The speed of light in a Schwarzschild space-time

[hellfire]

I have seen a derivation of the dependence of the speed of light inside a Schwarschild space-time: c depends on the radial position (r), but a light ray which moves radially has a different dependence on r as a light ray which moves tangentially. My question is whether such an effect may be measurable somehow in a local reference frame and why did not the Michelson-Morley experiement record such an effect. Sorry if this question was already answered here, but after a short search I didn’t find any clear answer.

Thanks.

[DW]

Originally posted by hellfire
I have seen a derivation of the dependence of the speed of light inside a Schwarschild space-time: c depends on the radial position (r), but a light ray which moves radially has a different dependence on r as a light ray which moves tangentially. My question is whether such an effect may be measurable somehow in a local reference frame and why did not the Michelson-Morley experiement record such an effect. Sorry if this question was already answered here, but after a short search I didn’t find any clear answer.

Thanks.

Yes the remote observer variance in the vacuum speed of light has been observed from signals relayed from other planets, but this is a remote observer effect. The local vacuum speed of light is the invariant c and so a local experiment like their interferometer wouldn't observe it.

[hellfire]

Thanks for your answer, it seams to be a trivial point, but I am afraid I still do not get this. May be you can help me. Let’s take the derivation of for a radial light ray for example.

For light ds^2 = 0.

In a Schwarschild space-time:
0 = (1-2m/r)(dt)^2 – (1-2m/r)^-1 (dr)^2
(the angular components vanish, since it moves only radially)

therefore:
(dr/dt)^2 = (1-2m/r)^2

and with:
dr/dt = c_r

one obtains:
c_r = 1 - 2m/r

Where is here the step with the assumption that this is for the remote observer only and not inside a local frame?

[DW]

Originally posted by hellfire
Thanks for your answer, it seams to be a trivial point, but I am afraid I still do not get this. May be you can help me. Let’s take the derivation of for a radial light ray for example.

For light ds^2 = 0.

In a Schwarschild space-time:
0 = (1-2m/r)(dt)^2 – (1-2m/r)^-1 (dr)^2
(the angular components vanish, since it moves only radially)

therefore:
(dr/dt)^2 = (1-2m/r)^2

and with:
dr/dt = c_r

one obtains:
c_r = 1 - 2m/r

Where is here the step with the assumption that this is for the remote observer only and not inside a local frame?

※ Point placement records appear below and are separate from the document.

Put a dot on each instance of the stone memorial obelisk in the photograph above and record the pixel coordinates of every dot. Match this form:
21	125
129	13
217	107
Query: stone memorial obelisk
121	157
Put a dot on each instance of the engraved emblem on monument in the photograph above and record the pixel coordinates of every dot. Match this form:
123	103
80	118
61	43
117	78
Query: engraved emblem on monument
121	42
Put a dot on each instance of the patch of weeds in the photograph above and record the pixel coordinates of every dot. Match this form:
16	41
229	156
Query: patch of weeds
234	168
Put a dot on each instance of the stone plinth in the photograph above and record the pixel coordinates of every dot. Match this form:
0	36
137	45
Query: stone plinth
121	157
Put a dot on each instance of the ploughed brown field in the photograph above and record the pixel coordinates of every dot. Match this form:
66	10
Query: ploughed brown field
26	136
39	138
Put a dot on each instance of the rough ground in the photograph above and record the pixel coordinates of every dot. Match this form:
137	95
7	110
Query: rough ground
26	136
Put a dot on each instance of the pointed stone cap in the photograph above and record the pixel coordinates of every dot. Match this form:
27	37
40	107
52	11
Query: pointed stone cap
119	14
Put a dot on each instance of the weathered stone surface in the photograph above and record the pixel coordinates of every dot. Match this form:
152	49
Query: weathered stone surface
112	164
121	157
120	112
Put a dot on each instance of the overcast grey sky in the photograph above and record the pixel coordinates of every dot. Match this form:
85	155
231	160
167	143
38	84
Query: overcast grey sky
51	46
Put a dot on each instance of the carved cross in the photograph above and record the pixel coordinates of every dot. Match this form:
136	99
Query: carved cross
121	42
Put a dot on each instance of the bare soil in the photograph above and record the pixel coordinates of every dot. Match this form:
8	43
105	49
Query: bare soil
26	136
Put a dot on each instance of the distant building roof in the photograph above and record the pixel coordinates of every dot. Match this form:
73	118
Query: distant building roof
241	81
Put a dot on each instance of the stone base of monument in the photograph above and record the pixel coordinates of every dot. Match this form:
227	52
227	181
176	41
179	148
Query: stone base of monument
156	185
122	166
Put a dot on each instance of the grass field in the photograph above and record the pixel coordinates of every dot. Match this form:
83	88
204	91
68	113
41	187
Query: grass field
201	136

You made it prior to your second equation when you chose to express ds^2 in terms of Schwarzschild coordinates. Those coordinates are appropriate for a remote observer's reconing.

[hellfire]

Originally posted by DW
You made it prior to your second equation when you chose to express ds^2 in terms of Schwarzschild coordinates. Those coordinates are appropriate for a remote observer's reconing.
I see. Are there other coordinates which are not appropiate for remote observers? Could you give me a hint or a link which explains which are the criteria to recognize that Schwarzschild coordinates are appropiate for remote observers? Regards.

[DW]

Originally posted by hellfire
I see. Are there other coordinates which are not appropiate for remote observers?

Yes infinitely many, take your pick. A well know class of coordinates that are not the remote observers coordinates are Kruskal-Szekeres coordinates for example.

Could you give me a hint or a link which explains which are the criteria to recognize that Schwarzschild coordinates are appropiate for remote observers? Regards.

Look at the limit as r goes to infinity and see that the metric approaches that of special relativity except transformed to spherical coordinates. That is what tells you that the coordinates are representative of a remote observer's appropriate choice.

[hellfire]

Excellent, this was of great help. Thanks.